Dépistage du cancer du col de l’utérus (CCU) : éviter la sous-médicalisation comme la surmédicalisation Volume 13, numéro 7, Septembre 2017

Auteur
77400 Lagny-sur-Marne, France
* Tirés à part
  • Mots-clés : dépistage, cancer du col, frottis cervico-vaginal, chirurgie colposcopique, traitement excessif
  • DOI : 10.1684/med.2017.226
  • Page(s) : 312-5
  • Année de parution : 2017

Le cancer du col de l’utérus (CCU) est, avec le mélanome, l’unique cancer pour lequel nous avons un fort niveau de preuve de l’utilité du dépistage tant en termes de morbidité que de mortalité. Des tests non invasifs, le frottis du col utérin (FCU) et la recherche d’Human Papilloma Virus (HPV), détectent la maladie dans sa phase préclinique, avec une spécificité et une sensibilité suffisantes pour aboutir à un dépistage efficace.

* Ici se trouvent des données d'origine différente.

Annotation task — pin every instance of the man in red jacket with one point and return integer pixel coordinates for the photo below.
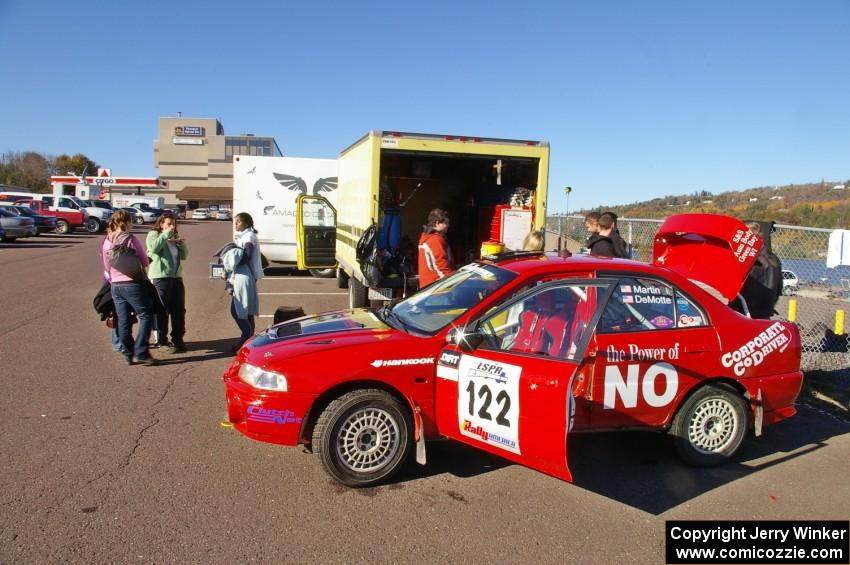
(435, 257)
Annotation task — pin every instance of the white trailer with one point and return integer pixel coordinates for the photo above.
(127, 200)
(268, 187)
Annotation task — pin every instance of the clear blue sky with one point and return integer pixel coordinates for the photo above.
(637, 99)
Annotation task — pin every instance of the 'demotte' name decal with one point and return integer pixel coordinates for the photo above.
(449, 359)
(752, 353)
(627, 389)
(639, 294)
(400, 362)
(744, 244)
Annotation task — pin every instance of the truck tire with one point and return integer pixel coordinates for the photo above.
(363, 437)
(357, 294)
(710, 426)
(322, 273)
(341, 278)
(92, 225)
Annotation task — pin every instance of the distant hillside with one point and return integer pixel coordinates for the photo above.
(814, 205)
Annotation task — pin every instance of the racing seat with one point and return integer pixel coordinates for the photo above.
(532, 336)
(559, 327)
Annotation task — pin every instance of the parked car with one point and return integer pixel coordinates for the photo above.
(43, 224)
(65, 220)
(790, 282)
(15, 226)
(515, 354)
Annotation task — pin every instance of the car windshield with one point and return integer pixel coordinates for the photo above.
(443, 302)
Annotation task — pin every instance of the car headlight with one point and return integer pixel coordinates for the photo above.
(261, 378)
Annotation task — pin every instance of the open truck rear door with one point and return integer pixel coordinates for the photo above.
(512, 393)
(315, 226)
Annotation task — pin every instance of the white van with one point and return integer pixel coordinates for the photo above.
(268, 188)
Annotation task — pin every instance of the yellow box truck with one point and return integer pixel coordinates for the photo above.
(493, 189)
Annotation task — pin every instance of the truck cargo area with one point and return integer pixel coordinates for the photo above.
(473, 189)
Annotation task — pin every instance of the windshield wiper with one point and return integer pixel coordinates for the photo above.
(387, 313)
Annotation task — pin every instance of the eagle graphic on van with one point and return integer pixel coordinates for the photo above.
(297, 184)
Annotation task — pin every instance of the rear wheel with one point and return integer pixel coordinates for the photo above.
(322, 273)
(363, 437)
(92, 225)
(341, 278)
(357, 294)
(710, 426)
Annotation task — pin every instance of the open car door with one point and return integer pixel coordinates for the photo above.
(315, 226)
(507, 387)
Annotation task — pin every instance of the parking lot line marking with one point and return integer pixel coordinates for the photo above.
(298, 293)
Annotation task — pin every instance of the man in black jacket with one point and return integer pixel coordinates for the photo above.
(600, 243)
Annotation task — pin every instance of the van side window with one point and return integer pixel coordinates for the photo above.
(549, 323)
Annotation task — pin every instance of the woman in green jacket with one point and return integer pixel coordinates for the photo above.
(167, 250)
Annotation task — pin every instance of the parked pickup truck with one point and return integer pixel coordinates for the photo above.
(65, 221)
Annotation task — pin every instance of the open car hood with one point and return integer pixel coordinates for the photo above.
(714, 251)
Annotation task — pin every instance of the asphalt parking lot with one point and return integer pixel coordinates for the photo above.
(104, 463)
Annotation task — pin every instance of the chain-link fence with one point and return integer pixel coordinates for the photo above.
(814, 297)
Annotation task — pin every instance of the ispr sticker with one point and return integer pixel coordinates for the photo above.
(488, 402)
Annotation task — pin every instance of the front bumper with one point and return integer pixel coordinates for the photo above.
(273, 417)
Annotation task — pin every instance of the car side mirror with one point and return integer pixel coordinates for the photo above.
(468, 340)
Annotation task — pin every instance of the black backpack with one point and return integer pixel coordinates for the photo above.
(124, 259)
(368, 256)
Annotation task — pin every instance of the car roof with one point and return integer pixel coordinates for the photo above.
(542, 264)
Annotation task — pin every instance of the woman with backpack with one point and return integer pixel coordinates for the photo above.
(246, 268)
(124, 262)
(167, 250)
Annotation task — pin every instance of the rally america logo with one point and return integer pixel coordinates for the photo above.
(399, 362)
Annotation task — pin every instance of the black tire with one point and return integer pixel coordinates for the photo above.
(358, 295)
(710, 426)
(341, 278)
(363, 437)
(322, 273)
(92, 225)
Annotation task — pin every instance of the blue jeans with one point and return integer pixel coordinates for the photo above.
(133, 297)
(246, 325)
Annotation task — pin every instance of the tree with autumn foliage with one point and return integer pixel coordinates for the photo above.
(32, 170)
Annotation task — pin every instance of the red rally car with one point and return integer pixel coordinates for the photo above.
(511, 355)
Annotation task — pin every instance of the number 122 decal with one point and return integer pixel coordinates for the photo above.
(488, 402)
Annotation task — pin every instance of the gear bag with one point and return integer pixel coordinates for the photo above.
(124, 259)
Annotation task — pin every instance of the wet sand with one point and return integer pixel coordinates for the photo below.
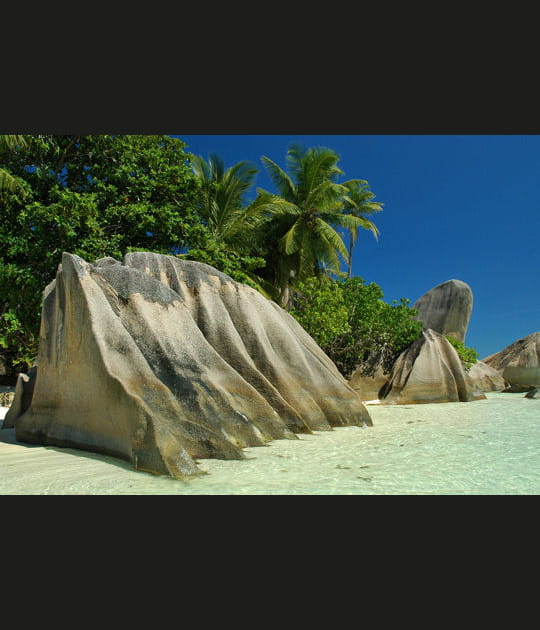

Néanmoins, une proportion importante des femmes concernées par le dépistage n’en bénéficie pas, en même temps que trop de femmes le pratiquent en excès.

Suite à une expérimentation sur 13 départements français, un dépistage organisé (DO) du cancer du col de l’utérus (CCU) devrait être généralisé en 2018.

Le dépistage et le traitement des lésions doivent respecter des critères de qualité et éviter les surdiagnostics et surtraitements aux effets secondaires certains.